The Plot: The film starts off in the apartment of an elderly couple. An older gentleman just makes it home where he is greeted by his anxious wife, he hands her a package that she then opens. Inside the package is a plate of many, many brains. The woman is ecstatic over the brains and brings them to the bathroom, but once inside she begins to frenetically bounce around the room. Turns out someone named “Aylmer” was supposed to be inside the tub of water, but he isn’t, and together the elderly couple freak out. Tearing everything inside the house apart as they search for the mysterious Aylmer, we can see that something obviously isn’t right with this picture. We then leave this couple and head to the home of Brian (Rick Hearst), an average guy who lives with his brother. Well, things get turned on their head when Brian wakes up in a pool of blood. Turns out Aylmer is a slug-like creature who has implanted himself in Brian’s body and has some seriously messed up plans. Aylmer gives Brian a taste of what he can offer, a liquid that Aylmer shoots into Brian’s brain and gets him high. When Brian gets wasted, Aylmer then uses him to find humans so he can eat their brains. Now Brian is going to have to wean himself away from Aylmer, but will he be able to before it is too late?
Henenlotter took everything that made Basket Case such a great little film, and multiplied it by eleven. He showed me with Brain Damage that not only is Henenlotter’s work criminally underrated, he is a filmmaker that deserves as much recognition and accolades that fellow horror film alumni Peter Jackson and Sam Raimi have been lavished with. The first thing you should notice about Brain Damage is the step up in budget from the likes of Basket Case. Not that Basket Case was deprived of technical merit, for what it was it had some interesting camerawork and was quite ambitious, but with the budget they had there’s not much they really could do. Brain Damage on the other hand is actually quite the visual film, from the trippy drug endued dreams of our leading man to the seemingly ordinary rooms dressed in fantastic lighting. Henenlotter shows a legitimate cinematic vision and decorates his world accordingly. So many schlock directors go out there and shoot heaps of gore, but forget to bring anything original when it comes to what the film should look like… it’s always nice to find a film that takes both the gore and the technical aspects serious. For those of you who don’t like to focus your mind on the filmmaking aspects, Brain Damage also ups the ante in levels of violence. While Henenlotter’s original horror classic really didn’t have much in terms of any violence, Brain Damage is chock full of bloody goodness. One of the most disgusting moments for me was when our lead character has a dream where he pulls his brain out of his ear. Quite the sick moment and a horror classic!

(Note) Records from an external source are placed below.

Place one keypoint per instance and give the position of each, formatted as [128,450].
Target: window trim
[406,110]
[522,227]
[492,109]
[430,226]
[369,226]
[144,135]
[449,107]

One thing that didn’t change from Basket Case is the level of the acting, Rick Hearst definitely displays charisma and comes off looking just right on camera but his acting isn’t really something you can rave about. It’s a certain level of campyness that Henenlotter demands and almost all performances are relatively over the top. Brain Damage isn’t Evil Dead II or Dead-Alive, it takes itself just serious enough to actually be a horror film but at the same time it dabbles heavily in the world of satire silliness. The apparent anti-drug message reinforces this. The film is consistently taking stabs at drug culture, the war on drugs and works as a metaphor on dependency. Who says you can’t make a smart horror-comedy? It has been mentioned dozens of times before, but I might as well mention it too. For a fun reference, keep your eyes open for Kevin VanHentenryck as his character from Basket Case making a special appearance on the subwway train sequence of the film. I wasn’t expecting it and it had me laughing. So in the continuity of the Basket Case series, where does that place Brain Damage? Fun stuff to think about!